Afortunadamente —y tan afortunadamente—, Gordon no tomó ninguna decisión acerca de su descubrimiento hasta que volvió a la ciudad y tuvo la oportunidad de discutirlo conmigo.

—Le pedí a la señora Flax que me describiese lo que había sucedido. Me contó que el señor Stairs había revocado el anexo original firmado rompiéndolo en su presencia y en la de su hijo. Al parecer, ella ni siquiera sabía que James Stairs le había dicho al banco que su padre había firmado primero un instrumento revocando el anexo. ¡Ni siquiera se habían preocupado de que las dos historias coincidieran! Y cuando yo le señalé la discrepancia, ella me miró como diciendo: ¿qué persigue usted? ¿No quiere Jason, Fairfax & Richards participar en una herencia de quinientos millones de dólares?

—¿Y no respondiste a la pregunta implícita?

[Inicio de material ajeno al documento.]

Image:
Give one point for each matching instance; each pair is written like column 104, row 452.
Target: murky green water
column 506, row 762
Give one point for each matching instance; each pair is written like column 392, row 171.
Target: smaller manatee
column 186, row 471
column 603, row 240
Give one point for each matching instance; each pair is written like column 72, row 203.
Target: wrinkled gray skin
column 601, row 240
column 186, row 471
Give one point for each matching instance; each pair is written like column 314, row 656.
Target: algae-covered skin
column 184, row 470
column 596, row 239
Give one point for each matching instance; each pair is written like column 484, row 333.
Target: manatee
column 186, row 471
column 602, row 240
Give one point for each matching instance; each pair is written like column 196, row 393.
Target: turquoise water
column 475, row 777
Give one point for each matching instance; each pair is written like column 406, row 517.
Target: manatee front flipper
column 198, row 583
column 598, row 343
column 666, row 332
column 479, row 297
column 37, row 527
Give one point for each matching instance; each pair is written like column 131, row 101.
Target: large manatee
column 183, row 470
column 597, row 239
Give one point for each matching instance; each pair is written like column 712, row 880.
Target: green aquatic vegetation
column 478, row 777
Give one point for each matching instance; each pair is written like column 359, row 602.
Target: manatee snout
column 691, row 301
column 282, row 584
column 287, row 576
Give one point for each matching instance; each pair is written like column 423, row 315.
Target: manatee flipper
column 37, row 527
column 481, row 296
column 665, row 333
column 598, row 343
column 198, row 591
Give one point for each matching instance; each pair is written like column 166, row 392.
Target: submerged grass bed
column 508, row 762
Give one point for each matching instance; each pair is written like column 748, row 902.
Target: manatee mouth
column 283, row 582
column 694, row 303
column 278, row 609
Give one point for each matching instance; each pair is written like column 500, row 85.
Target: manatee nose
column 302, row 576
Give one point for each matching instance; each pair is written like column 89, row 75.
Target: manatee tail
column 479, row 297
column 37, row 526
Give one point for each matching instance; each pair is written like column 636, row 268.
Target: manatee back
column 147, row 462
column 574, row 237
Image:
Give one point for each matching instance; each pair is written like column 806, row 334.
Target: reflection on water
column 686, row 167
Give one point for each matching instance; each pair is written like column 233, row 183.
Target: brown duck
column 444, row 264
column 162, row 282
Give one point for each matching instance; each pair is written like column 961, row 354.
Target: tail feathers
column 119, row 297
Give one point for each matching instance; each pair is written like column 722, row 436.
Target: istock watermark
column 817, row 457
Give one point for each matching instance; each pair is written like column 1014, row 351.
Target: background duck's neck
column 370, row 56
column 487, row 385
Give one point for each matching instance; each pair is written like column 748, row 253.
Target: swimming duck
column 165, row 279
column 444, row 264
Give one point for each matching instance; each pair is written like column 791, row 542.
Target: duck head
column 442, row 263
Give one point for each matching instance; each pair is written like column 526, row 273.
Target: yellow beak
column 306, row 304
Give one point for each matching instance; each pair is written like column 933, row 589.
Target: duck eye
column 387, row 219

—No dije nada. Simplemente me fui. Y aquí estoy.

—Bien.

En la pausa que siguió, Gordon sometió a su padre y socio —¿o debería decir a su socio y padre?— a una larga y burlona mirada.

—¡Lo tomo como que queremos participar en la herencia!

—¿Y por qué no deberíamos hacerlo?

—Pero ¿a qué precio? ¿Cuál es nuestro deber principal?

—¿Con quién?

—Bueno, digamos que con la ley, para empezar. Con nuestra profesión. ¿Debo permanecer en silencio mientras se perpetra un fraude a Hacienda?

—¿Un fraude?

—Sí, un fraude. ¿No te resulta obvio que la existencia de un importante documento financiero en el momento del fallecimiento no será declarada a las autoridades tributarias?

—¿Cómo sabías que existía en el momento de su muerte?

—¡Oh, papá, ya has oído lo que he dicho!

—Sí, es una deducción posible. Pero no está demostrado. Tú no sabes si Stairs salió del coma. Tú no sabes que él no firmase la revocación.

—Entonces ¿por qué no me la enseñaron?

—Porque quizá creyeran que el tema había quedado totalmente cerrado. Podrían haber roto la revocación y el anexo original. Podrían haber pensado que no era asunto tuyo. ¡Y no lo es, en absoluto!

—Padre, ¿cómo puedes decir eso?

—¡Lo digo en serio, hijo! No es asunto de un abogado ir hurgando en el despacho de un cliente y mirar debajo de las alfombras para ver si puede encontrar un crimen o un delito. ¿Quién te crees que eres? ¿Un inspector de Hacienda? Me pregunto si una revelación de lo que sospechas a un auditor no podría ser razón para la expulsión del Colegio de Abogados.